The Almost Moon - Alice Sebold [14]
I knew that Mrs. Castle would be back in the morning. I knew it as surely as her whispers had caught at my ankles like ropes.
It was obvious that I needed help. I got up slowly and stepped over my mother’s body to the phone. I breathed in and closed my eyes. I could see, projected, a reel of film in which the sped-up figures of neighbors and police all clambered into the house. There would be so many of them that they would get stuck in the doors and windows, their limbs jutting out in bent, awkward poses like a group of Martha Graham dancers, only squished together by doorjamb and window sash, and dressed in uniforms or perma-creased tweeds.

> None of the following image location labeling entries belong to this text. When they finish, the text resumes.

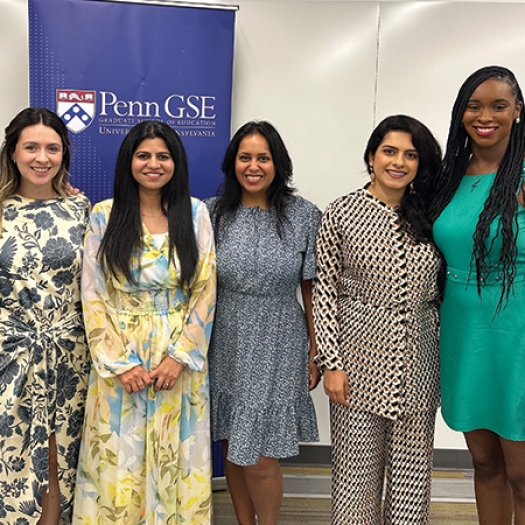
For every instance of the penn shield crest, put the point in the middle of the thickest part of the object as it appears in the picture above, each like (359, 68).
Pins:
(76, 108)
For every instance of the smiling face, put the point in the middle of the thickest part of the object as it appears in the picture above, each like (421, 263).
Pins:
(394, 164)
(152, 165)
(490, 114)
(254, 169)
(38, 156)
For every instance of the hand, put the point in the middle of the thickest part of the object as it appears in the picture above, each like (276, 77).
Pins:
(135, 379)
(70, 190)
(166, 374)
(336, 386)
(314, 376)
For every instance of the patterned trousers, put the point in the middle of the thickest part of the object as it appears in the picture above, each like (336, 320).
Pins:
(366, 448)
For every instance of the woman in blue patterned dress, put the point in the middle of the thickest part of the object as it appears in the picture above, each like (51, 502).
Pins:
(43, 357)
(262, 339)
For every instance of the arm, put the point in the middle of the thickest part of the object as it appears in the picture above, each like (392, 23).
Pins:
(329, 269)
(110, 355)
(314, 375)
(191, 347)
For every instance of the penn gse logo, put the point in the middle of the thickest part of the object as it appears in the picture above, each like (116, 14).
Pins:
(76, 108)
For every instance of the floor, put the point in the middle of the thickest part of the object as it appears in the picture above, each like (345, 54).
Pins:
(307, 498)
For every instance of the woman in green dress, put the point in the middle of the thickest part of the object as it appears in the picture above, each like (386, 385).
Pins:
(480, 229)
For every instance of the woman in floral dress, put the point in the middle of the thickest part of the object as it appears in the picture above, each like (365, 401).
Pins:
(44, 363)
(148, 289)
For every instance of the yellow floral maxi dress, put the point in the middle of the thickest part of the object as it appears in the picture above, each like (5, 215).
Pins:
(145, 457)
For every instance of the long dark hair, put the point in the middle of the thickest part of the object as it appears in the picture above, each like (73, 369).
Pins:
(501, 204)
(9, 174)
(124, 230)
(280, 190)
(413, 208)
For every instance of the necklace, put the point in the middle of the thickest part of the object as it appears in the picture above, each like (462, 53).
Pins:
(152, 216)
(475, 185)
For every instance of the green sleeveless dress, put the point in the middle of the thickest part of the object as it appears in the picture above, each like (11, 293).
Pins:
(482, 351)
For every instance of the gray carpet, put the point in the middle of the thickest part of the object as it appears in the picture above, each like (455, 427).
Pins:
(307, 499)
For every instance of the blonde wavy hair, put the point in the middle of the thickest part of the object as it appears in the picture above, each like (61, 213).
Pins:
(9, 175)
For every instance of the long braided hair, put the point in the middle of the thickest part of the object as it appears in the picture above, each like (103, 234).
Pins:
(501, 204)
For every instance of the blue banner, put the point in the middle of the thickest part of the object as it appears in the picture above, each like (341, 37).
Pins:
(104, 66)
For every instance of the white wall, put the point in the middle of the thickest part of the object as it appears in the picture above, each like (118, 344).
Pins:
(324, 72)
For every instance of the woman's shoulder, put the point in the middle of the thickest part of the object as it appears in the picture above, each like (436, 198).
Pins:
(79, 201)
(345, 202)
(198, 206)
(301, 205)
(102, 208)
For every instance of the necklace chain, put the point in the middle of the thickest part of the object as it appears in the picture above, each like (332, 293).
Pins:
(152, 216)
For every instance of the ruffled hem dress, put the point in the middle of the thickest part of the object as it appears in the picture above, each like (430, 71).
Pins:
(482, 350)
(258, 354)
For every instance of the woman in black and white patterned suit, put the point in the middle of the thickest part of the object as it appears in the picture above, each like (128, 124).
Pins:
(376, 320)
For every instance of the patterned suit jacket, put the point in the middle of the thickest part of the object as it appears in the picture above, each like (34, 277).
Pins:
(376, 303)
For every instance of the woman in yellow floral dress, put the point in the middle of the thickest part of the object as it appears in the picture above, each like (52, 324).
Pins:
(148, 289)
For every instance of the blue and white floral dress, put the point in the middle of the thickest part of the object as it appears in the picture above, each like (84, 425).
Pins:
(44, 362)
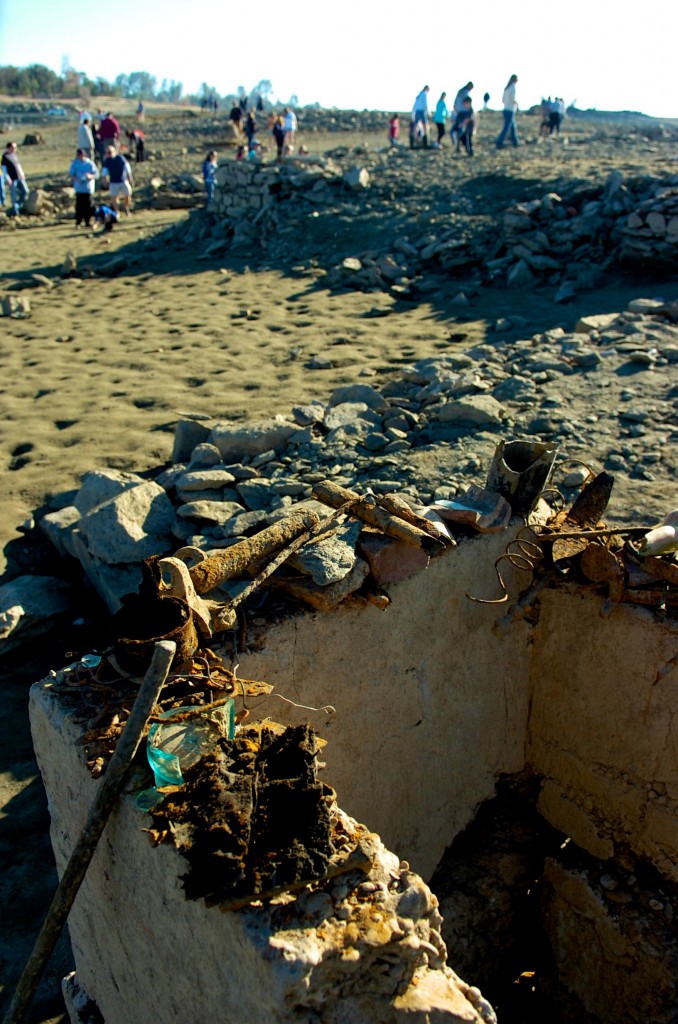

I have never liked the phone. Ten years ago, during a misguided fit of self-improvement, I pasted smiley-face stickers on the phone in my bedroom and on the one in the kitchen. Then I typed out two labels and taped them to the handsets. “It’s an opportunity, not an attack,” they read.
The last address I had for Jake was at a college in Bern, Switzerland, but that had been a temporary teaching post at least three years ago. The easiest way to find Jake was to follow his former students, his acolytes, his day laborers, his worshippers. I knew it might take hours, but I also knew Jake was my only hope. A body changed rapidly even in the span of a cool October evening, and I could not dispose of my mother by myself.
I hovered near the phone for what seemed like thirty minutes before I picked it up. Knightlys never called for help, and Corbins, my mother’s blood, would rather use forks to stab out their throats. We dealt with things in private. We cut off our fingers and feet—our hands, our legs, and our lives—but we did not, no matter what, ask for help. Need was like a weed, a virus, a mold. Once you admitted to it, it spread and ruled.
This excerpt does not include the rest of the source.